Woods has not won on the PGA Tour since August 2013 and his last major seems like eons ago when he claimed his third U.S. Open in ’08 in dramatic fashion at Torrey Pines. Woods did indicate a desire to serve as an Assistant Captain for the forthcoming Ryder Cup Matches in Minnesota this year but some have questioned whether Woods is merely attempting to keep his name in the mix as a future Captain.
Tiger has made it a point to attempt to rehabilitate his public image—witness the Christmas photo posted prominently featuring his two kids on social media. The real question for Tiger is does he have the passion to really make one final push in playing at the highest of levels. Right now, that answer is anything but yes.
Network Outlets Making Serious Moves
The landscape for ’16 will be a good bit different. ESPN bailed out of covering The Open Championship and only has the first two rounds of The Masters. That could prove a heavy anchor for golf since ESPN has such a global reach.

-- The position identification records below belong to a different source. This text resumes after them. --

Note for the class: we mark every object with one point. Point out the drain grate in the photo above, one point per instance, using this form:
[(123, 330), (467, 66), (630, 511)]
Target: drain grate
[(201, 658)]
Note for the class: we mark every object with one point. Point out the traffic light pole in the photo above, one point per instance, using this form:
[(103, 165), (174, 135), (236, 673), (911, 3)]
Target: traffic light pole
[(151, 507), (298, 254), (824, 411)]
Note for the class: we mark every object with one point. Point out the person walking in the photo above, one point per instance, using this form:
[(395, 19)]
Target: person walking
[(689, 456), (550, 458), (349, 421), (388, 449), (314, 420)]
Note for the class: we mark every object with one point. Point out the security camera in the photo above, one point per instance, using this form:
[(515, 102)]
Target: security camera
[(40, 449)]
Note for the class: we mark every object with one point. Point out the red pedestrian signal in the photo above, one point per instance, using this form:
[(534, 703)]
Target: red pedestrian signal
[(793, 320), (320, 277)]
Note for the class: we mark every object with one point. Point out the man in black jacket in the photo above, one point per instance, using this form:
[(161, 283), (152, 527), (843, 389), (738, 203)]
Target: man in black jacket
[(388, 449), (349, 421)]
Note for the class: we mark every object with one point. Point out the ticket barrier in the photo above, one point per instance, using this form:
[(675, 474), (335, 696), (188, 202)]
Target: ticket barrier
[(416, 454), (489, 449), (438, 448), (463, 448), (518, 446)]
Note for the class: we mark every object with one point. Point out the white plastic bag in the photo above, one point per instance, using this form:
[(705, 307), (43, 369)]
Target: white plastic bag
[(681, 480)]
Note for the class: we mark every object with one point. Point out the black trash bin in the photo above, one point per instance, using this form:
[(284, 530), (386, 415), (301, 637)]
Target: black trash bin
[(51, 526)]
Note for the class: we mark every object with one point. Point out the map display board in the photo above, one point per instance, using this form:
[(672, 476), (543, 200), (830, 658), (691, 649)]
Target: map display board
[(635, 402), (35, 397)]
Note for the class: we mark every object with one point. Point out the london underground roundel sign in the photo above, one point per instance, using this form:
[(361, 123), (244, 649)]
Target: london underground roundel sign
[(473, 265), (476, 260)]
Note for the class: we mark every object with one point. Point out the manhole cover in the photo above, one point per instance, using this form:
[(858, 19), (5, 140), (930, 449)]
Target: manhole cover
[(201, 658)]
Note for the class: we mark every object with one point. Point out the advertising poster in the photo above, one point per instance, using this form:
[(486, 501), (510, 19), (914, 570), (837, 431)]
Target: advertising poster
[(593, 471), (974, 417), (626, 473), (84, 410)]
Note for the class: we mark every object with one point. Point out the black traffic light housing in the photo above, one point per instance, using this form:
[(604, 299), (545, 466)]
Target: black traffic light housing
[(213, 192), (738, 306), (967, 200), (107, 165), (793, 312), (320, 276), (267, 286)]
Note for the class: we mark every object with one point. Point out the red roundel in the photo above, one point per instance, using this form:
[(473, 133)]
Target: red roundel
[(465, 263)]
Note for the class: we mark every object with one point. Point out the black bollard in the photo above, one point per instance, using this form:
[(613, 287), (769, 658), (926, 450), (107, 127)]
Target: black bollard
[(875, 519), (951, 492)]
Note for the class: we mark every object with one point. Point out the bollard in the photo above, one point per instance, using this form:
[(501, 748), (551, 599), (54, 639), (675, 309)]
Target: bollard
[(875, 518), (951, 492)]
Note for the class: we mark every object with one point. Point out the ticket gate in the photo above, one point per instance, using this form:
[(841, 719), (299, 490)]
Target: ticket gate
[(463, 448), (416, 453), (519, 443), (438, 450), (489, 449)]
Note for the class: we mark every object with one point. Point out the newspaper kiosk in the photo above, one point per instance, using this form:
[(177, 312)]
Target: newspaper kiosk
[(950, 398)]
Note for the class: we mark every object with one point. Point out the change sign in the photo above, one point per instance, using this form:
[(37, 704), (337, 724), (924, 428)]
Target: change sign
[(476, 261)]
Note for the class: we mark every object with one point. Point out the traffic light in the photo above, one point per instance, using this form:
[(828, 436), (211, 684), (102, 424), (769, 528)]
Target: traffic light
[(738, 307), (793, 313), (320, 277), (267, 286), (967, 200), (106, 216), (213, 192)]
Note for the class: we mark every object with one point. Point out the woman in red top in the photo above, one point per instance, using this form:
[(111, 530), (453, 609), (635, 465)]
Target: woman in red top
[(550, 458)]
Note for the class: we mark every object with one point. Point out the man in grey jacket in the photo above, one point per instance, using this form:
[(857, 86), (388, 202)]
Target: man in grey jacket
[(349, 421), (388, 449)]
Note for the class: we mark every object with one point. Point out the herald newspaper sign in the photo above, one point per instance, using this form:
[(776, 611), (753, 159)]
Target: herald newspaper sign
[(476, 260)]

NBC smartly captured The Open and will begin telecasting with this year’s event at Royal Troon. That will also mean the unique pairing of both Johnny Miller and David Feherty—it’ll be most interesting to see who has the microphone the most.
Feherty left CBS and his impact may not be noticed as much since Dottie Pepper opted to return to network television. There’s an old adage the best man for the job is a woman. Pepper clearly reinforces that statement. And, it will be most fascinating to watch how Fox handles its second U.S. Open—this one at the more traditional and revered Oakmont Country Club just outside of Pittsburgh.
FOX fumbled badly with its maiden venture at Chambers Bay. Joe Buck and Greg Norman were ill-prepared for what was needed. Fortunately, for FOX the drama of last year’s championship kept the primary focus on the actual play. The bar will be high in ’16 for Fox to show it’s ready to match what any other network can do when covering the game’s biggest events.